The investigation also found the pilot's high workload to be a contributing factor. It concluded that the high workload decreased his situational awareness and hindered the decision-making process. Furthermore, the investigation found it probable that the pilot's flight skills and procedures were insufficient for the pilot in command of operations on the aircraft type, especially in a situation similar to that experienced in this accident.

== Victims ==
The victims include the two pilots, Captain Pascal Gosselin and co-pilot Fabrice Labourel. Jean Lapierre, his wife, his two brothers and one of his two sisters were also killed.

Jean Lapierre was a former Canadian Federal Member of Parliament and former Minister of Transport in Prime Minister Paul Martin's cabinet. He was Paul Martin's Quebec lieutenant during Martin's time as prime minister, and a member of the Liberal party.
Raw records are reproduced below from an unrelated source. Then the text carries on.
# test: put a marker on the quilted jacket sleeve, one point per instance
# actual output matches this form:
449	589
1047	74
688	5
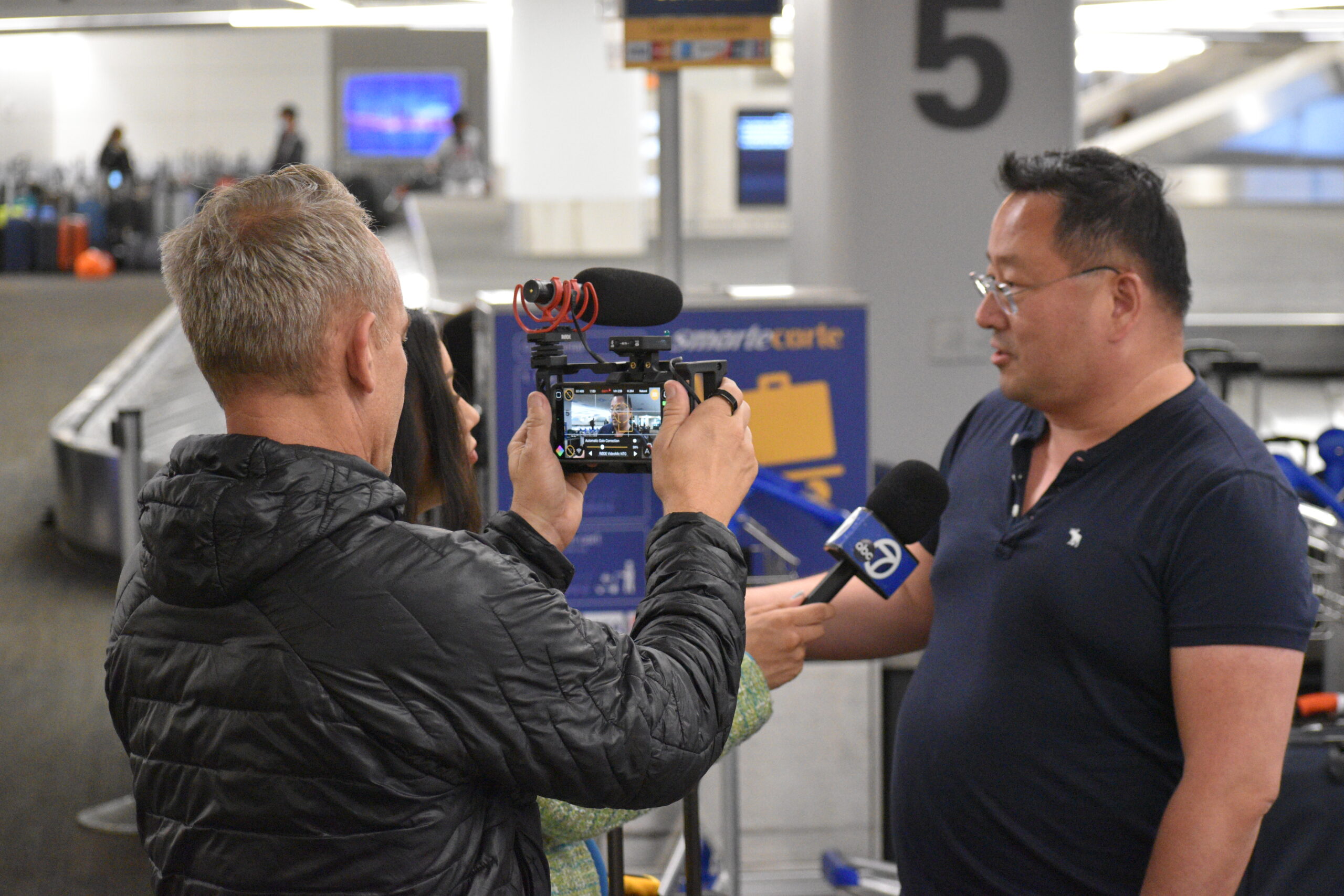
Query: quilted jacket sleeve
466	659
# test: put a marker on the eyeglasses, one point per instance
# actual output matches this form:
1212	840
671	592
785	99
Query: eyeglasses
1006	294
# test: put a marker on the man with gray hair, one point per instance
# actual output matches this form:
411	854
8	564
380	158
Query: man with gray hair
320	698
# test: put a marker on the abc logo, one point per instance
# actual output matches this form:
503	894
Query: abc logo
881	559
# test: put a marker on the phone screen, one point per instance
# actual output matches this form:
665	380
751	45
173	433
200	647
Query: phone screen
609	422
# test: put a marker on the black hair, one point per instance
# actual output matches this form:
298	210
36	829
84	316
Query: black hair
461	347
429	448
1108	202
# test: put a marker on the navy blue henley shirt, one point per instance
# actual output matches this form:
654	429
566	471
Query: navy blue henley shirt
1037	747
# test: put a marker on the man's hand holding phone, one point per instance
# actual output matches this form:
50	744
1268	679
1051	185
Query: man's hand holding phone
704	460
543	495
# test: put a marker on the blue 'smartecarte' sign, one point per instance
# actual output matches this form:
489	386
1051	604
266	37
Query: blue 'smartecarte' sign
804	373
658	8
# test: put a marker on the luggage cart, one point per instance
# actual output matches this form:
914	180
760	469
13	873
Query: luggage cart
1326	559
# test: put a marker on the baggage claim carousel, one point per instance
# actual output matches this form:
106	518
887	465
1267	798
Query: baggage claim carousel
1283	373
158	375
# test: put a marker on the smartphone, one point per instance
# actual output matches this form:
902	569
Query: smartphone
606	426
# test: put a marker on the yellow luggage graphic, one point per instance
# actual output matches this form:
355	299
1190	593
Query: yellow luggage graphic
791	422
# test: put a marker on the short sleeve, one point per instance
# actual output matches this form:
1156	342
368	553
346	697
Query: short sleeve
1238	568
949	452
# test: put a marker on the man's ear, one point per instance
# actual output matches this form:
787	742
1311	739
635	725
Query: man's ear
359	352
1128	300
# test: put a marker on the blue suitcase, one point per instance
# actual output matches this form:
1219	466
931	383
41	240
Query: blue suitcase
97	215
46	254
18	245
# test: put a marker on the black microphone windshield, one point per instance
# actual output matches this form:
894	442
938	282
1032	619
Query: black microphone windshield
909	500
632	297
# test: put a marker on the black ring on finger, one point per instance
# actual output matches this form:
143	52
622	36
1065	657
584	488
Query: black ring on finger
728	397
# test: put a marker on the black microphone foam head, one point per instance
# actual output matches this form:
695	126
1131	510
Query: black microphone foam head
909	500
632	297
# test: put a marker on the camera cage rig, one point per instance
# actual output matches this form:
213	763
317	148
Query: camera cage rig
569	312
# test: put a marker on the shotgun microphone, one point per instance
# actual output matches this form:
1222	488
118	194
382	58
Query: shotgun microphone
872	542
624	297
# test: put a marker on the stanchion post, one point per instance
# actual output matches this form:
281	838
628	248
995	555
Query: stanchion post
616	863
731	823
691	815
130	438
670	172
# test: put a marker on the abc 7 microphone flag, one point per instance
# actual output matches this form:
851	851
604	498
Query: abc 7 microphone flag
878	559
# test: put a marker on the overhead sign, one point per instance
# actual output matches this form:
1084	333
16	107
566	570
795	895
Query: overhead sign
676	42
659	8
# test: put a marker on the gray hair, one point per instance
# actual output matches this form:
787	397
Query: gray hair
264	268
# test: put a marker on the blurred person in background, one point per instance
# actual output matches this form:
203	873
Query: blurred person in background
318	696
114	164
459	162
289	147
432	464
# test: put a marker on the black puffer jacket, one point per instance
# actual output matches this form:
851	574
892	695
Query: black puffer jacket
320	699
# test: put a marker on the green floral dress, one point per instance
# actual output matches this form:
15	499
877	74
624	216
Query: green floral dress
566	828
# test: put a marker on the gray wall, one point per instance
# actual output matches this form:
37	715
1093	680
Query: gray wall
390	49
898	207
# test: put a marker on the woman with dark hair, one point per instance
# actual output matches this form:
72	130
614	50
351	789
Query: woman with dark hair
435	450
432	462
114	159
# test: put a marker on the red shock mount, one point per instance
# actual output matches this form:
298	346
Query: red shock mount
570	305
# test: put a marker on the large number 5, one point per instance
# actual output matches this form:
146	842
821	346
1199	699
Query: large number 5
937	51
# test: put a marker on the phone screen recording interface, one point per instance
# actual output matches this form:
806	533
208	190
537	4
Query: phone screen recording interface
605	422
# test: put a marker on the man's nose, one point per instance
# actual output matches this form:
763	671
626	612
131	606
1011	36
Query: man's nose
990	315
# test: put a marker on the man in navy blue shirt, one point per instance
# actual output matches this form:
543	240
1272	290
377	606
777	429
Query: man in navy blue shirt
1116	602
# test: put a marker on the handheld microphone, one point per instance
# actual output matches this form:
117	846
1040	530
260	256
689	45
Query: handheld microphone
872	542
624	297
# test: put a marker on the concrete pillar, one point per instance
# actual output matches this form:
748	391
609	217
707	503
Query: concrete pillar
568	141
893	194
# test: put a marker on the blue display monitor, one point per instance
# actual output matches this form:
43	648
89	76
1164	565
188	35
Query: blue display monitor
400	113
764	143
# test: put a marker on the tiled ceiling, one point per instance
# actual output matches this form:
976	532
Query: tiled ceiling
18	8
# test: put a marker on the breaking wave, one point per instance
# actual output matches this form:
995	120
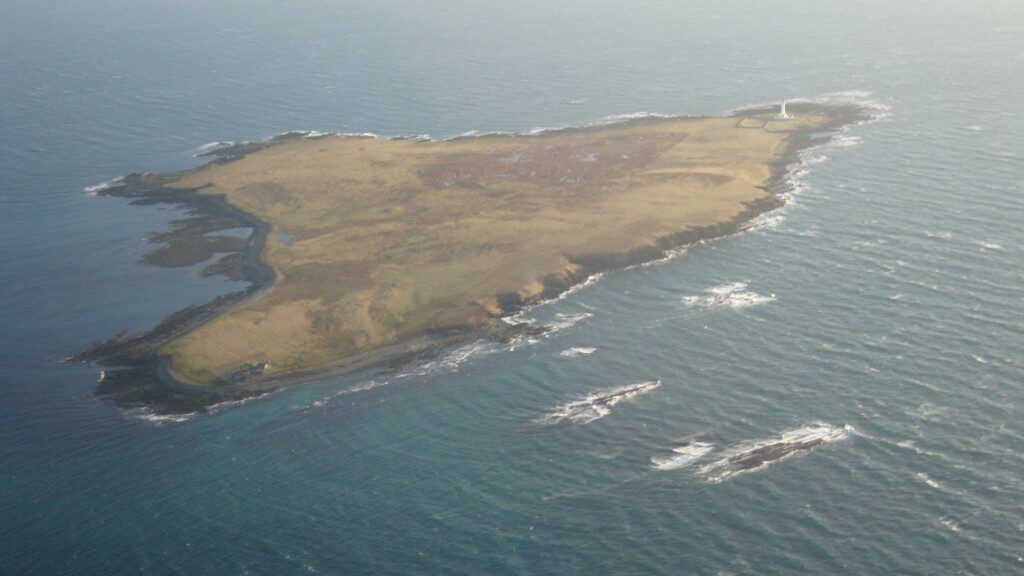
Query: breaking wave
755	455
733	295
96	189
578	352
683	456
597	404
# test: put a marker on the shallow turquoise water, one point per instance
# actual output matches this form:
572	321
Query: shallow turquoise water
886	297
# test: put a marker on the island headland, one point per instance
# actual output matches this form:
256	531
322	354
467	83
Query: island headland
370	252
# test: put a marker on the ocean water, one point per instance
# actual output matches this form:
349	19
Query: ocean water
878	320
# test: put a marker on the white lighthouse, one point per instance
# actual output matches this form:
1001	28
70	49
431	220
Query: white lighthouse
781	112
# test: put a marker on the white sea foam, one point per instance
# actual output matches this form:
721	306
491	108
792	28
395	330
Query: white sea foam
229	403
733	295
950	524
147	415
845	140
96	189
210	147
452	361
767	220
578	352
755	455
597	404
930	481
989	245
564	321
683	456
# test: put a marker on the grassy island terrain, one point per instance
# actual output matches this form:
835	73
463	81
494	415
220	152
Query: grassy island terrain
379	243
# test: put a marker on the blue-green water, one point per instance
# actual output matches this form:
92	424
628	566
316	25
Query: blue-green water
885	302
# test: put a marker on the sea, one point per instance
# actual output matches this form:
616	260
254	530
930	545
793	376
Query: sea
869	332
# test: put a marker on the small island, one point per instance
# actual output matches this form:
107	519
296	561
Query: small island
369	251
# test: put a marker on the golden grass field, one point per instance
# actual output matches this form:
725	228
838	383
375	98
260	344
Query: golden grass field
392	238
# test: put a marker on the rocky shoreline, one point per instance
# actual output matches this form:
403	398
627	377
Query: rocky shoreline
134	375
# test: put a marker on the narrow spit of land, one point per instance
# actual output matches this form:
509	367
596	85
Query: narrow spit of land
368	251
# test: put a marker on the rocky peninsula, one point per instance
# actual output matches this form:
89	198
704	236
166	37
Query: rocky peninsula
368	251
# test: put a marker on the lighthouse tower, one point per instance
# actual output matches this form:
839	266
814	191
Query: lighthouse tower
781	112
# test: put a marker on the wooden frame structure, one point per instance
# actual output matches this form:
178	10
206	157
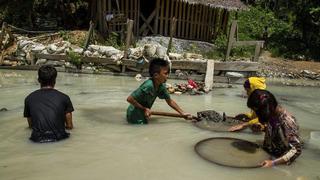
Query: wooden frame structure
195	19
233	41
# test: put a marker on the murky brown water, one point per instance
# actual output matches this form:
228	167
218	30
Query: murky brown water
104	146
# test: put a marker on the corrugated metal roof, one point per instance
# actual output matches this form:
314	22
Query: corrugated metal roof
225	4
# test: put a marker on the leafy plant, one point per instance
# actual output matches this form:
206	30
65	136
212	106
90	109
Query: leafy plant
75	59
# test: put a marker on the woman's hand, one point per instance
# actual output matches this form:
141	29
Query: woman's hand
267	163
187	116
237	127
147	113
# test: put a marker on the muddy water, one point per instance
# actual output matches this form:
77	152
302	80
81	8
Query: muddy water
104	146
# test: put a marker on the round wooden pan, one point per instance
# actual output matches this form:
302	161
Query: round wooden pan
231	152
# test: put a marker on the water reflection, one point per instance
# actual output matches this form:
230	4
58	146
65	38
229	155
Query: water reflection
104	145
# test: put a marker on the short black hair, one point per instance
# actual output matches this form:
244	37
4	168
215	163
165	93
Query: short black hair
47	75
263	103
156	64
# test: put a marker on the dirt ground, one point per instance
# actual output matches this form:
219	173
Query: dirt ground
276	64
268	64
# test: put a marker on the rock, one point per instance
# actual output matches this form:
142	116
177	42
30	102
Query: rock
52	48
87	53
38	48
3	109
149	50
93	48
138	77
161	52
135	53
175	56
78	50
41	61
234	74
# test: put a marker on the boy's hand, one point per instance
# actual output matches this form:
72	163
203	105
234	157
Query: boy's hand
267	163
187	116
147	113
241	117
237	127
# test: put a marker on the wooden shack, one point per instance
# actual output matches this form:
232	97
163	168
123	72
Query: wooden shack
195	19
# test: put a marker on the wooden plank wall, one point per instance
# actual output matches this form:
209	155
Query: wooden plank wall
130	9
194	21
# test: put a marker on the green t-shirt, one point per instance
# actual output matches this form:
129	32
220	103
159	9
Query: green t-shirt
145	95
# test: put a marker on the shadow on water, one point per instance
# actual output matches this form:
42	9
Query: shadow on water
245	146
112	115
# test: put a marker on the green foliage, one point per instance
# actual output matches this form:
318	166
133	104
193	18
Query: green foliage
76	40
293	27
75	59
115	41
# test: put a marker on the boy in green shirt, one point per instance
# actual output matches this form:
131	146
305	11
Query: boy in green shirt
142	99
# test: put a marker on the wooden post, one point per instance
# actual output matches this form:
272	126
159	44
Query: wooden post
231	39
88	37
156	20
208	81
3	33
128	41
172	32
259	45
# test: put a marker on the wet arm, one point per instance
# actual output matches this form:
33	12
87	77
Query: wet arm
29	122
69	124
174	106
135	103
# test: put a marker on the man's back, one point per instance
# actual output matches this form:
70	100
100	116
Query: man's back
47	108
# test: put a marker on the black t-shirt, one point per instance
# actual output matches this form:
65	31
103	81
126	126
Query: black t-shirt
47	109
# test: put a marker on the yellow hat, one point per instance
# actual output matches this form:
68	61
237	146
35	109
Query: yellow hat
254	83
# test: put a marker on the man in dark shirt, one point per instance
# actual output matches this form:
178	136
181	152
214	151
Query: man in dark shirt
49	111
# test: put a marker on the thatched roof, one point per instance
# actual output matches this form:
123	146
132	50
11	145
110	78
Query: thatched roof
225	4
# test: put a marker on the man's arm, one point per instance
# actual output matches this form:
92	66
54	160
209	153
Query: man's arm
69	124
176	107
29	122
136	104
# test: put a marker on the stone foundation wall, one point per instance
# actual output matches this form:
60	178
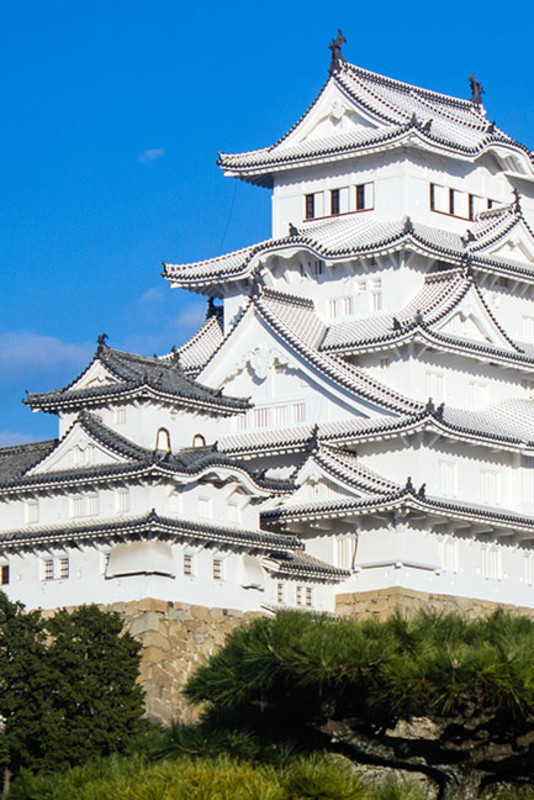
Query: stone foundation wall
383	602
176	638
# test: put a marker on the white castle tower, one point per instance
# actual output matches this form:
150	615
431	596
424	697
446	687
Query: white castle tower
356	414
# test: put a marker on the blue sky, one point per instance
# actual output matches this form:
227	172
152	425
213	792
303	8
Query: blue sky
112	115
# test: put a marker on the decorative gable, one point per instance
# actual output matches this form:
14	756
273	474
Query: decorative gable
77	450
94	377
471	319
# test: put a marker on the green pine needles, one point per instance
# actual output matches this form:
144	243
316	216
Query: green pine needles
434	693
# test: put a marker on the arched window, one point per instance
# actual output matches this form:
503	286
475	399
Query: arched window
163	440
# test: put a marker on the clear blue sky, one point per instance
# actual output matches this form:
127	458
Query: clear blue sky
112	115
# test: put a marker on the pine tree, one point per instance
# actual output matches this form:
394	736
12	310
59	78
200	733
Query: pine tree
68	687
437	694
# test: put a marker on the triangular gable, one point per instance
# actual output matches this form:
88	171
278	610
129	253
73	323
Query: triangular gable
471	319
517	244
78	450
332	114
317	484
256	361
94	377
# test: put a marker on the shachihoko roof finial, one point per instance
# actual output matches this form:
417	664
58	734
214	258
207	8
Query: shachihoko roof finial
337	56
476	90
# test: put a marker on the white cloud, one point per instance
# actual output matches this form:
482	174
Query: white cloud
8	438
26	353
150	155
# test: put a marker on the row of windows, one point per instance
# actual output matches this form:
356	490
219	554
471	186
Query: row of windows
87	505
343	200
272	417
347	305
435	387
217	567
490	483
303	595
464	205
Lapierre eventually became a well-known Quebec broadcaster and talk-show host.

Canadian prime minister Justin Trudeau, former prime minister Paul Martin, and Montreal mayor Denis Coderre all expressed their sadness at Lapierre's death. The funeral of Lapierre and his wife was held on April 16 at the St. Viateur Church, Outremont and was attended by Prime Minister Justin Trudeau and his wife.